Voices sounded to Allen as though they came through a long tunnel and originated from a great distance, echoing
in the space about him and colorful in multiple waves of many different patterns and velocities.
"Albert, I think I've found it. I know now what it's all about; it's so simple."
"It was that way all the time; you just couldn't see it."
"That's right Al."
Allen sipped on his mug of coffee.
His eyes saw colors running together like pools of liquid, as the usual realities of his existence continually
slipped from his perceptive capabilities. To Allen it appeared that Albert too had turned into some kind of puddle of shape
and color that hung suspended magically before him.
His cup of coffee hung in space on the edge of a larger mass of liquid color.

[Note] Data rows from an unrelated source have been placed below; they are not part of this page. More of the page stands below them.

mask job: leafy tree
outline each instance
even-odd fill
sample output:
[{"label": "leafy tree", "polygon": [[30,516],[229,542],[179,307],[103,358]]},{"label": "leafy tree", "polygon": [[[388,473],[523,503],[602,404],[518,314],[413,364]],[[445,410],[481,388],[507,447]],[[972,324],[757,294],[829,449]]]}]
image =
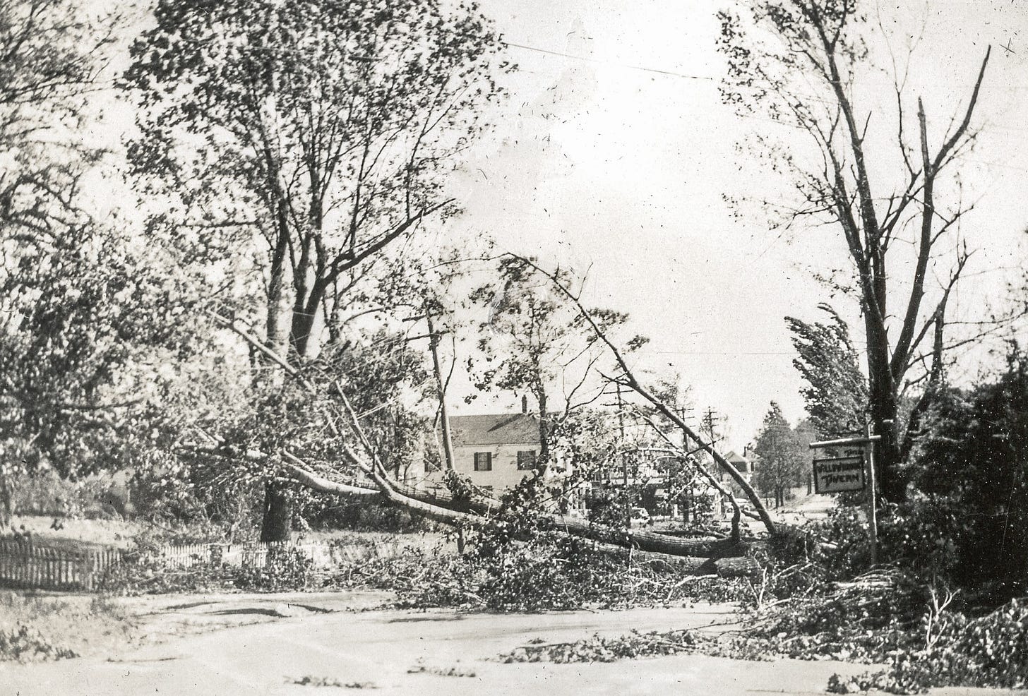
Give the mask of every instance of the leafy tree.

The whole vision presented
the cup to his face where his mouth should be.
"I'll bring you home with me." The other colored pool appeared to say.
"I didn't want to do anything wrong, I don't want any one to suffer, Albert."
"Allen you're not doing anything."
Albert dried Allen's tears with a paper towel.
"Come on; let’s go Allen."
Allen put on his over coat and boots.
Albert looked so different, but he was still a good guy.
There were color forms on a light machine that illustrated the movement of music playing on the little DVD
machine on the boarding house dresser.
The lake that was Albert helped the other puddle of liquid color get into his clothes.
"That's great music Allen."
"Thanks Albert, I got it in New York the last time I was there.
"Did Charlene cook anything?"
“She will, if you’re hungry.”
"That's great, I love her stews."
"You know Allen you look damn high. Are you ready?
The two murky pools of liquid moved toward the door.
"Are my rubbers on Al," Allen asked?
"Yes." Albert answered as he turned the doorknob. He held the door open.
Two puddles floated out of the door to the, freezing cold, street two floors below.